Perturbations in Peyer’s Patch B Cell Populations Indicative of Priming for a Secretory IgA Response

1987 
Many years after Johann Peyer described localized accumulations of lymphoid cells in the mammalian intestinal mucosa (Peyer’s patches, PP) (1) we proposed a special role for them in the development of secretory IgA responses (2). Initially we found that rabbit PP cells were enriched sources of precursors for IgA-plasma cells and could repopulate the spleen and intestinal lamina propria of irradiated recipients with such plasma cells much more effectively than could lymphoid cells from other sources (2).
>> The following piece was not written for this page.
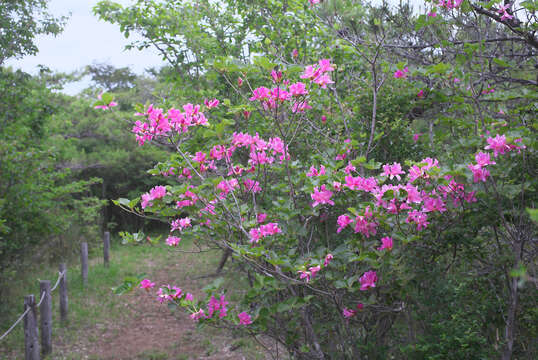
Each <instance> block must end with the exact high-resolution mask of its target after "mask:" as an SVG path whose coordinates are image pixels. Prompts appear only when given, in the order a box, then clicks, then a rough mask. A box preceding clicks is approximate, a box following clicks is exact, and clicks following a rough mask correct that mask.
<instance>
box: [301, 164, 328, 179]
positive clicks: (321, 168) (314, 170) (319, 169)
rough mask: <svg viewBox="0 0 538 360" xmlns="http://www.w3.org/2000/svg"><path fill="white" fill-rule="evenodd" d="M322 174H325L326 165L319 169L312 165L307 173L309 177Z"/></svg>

This was a somewhat accidental finding made while trying to elucidate the mechanism for transporting IgA from lamina propria plasma cells into the gut lumen. Jose O’Daly had been following up the detection of secretory component (SC) in glandular epithelial cells (3) and observed that many of the apparently nonspecialized epithelial cells lining the Lieberkuhn crypts contained numerous cytoplasmic granules that stained positively for both IgA and SC (4). The issue became the direction of flow — were the granules the result of endocytosis of sIgA from the intestinal fluid in the crypt lumen or were they formed at the plasma membrane on the basal side of the cells from IgA dimer secreted by the proximal plasma cells?